See also the article about localizing a WPF system here.
See also my video about localizing a WPF system here.
These days when you are designing a GUI (Graphical User Interface) one of the many topics to discuss is that of localization. Simply, localization means that local date format, currency and language will be supported within the program. If you write the program with an intention to deploy to Germany, China and the United States, you need to support the differences in the 3 cultures.
In the table above you can see the differences in the date format, currency and language. A well designed program will support all the culture specific attributes dynamically. The 3 ASP.Net pages below are a single ASPX page that uses different resource files to change the Labels and the Button text at runtime.
Internet Explorer uses the Language settings in the browser to dynamically choose which language resource to use. You can set you preference by selecting Tools=> Internet Options => General => Language => set your preference. For this example, you would want it to look like this.

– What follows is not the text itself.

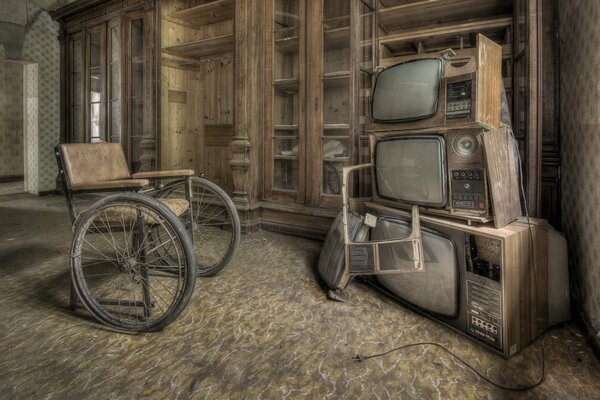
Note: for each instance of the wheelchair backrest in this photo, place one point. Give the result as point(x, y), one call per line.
point(85, 163)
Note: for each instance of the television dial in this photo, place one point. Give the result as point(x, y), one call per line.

Before you render the ASP.Net file (aspx), select which language you want to view the file in. If you want German, make sure German is at the top, if you want Chinese, put Chinese at the top, etc…
There are a few ways to implement localization into a WPF program. In this example I will use RESX files, as it is the approach I like the best.
After you have created your new ASP.Net website and create a directory structure like this.
NOTE: that the App_LocalResources directory is an ASP.Net directory and not just a regular directory. When you create the directory, do not use the normal New Directory context menu item value. Use the Add New ASP.Net directory and then select App_LocalResources.
Your resource files will look like this.
- Create a Button – Button1, where we want the text to be Submit.
- Create a Label – Label3, where we want the text to be Address.
- Create a Label – Label1, where we want the text to be First Name.
- Create a Label – Label2, where we want the text to be Last Name.
The LocalizeASP.aspx.resx is your default Resource file. You will need to create 3 additional Resources files for this example, one for English, German and Chinese. All 3 need to be moved into the App_LocalResources directory and named like in the above picture.
The LocalizeASP.aspx.de-DE.resx file will look like this:
The LocalizeASP.aspx.en-US.resx file will look like this:
The LocalizeASP.aspx.zh-CN.resx file will look like this:
In your .aspx file add the following to the @Page directive
[sourcecode language="xml"] culture="auto" meta:resourcekey="PageResource1" uiculture="auto" [/sourcecode]
As well, add the meta:resourcekey attribute to each of the controls you have on the page that you wish to be localized. For example, the name of our button control is Button1 and in our resource files we make reference to it as Button1Resource1.Text. This means we want to change the Text attribute of the Button1 control. Therefore, we will add the below code within the open button tag.
[sourcecode language="xml"] <asp:Button ID="Button1" runat="server" Text="Submit" meta:resourcekey="Button1Resource1" /> [/sourcecode]
And that is all. Run your application, view the localized values. Then change your language to either English, German, Chinese or any other language you have configured, hit refresh (F5) and see the localization take effect.
TIP: If for some reason this doesn’t work for you. Try deleting all the resource files, the App_LocalResource directory, remove the meta:resourcekey and the 3 attributes added to the apsx file within the @Page directive. Basically, undo everything except the table, labels, textboxes and button in the aspx file. Finally, try changing the view from source to design, make sure the page has focus and from the Extras menu select the Local Resource generator button to have Visual Studio generate the file for you. Then go through this exercise again.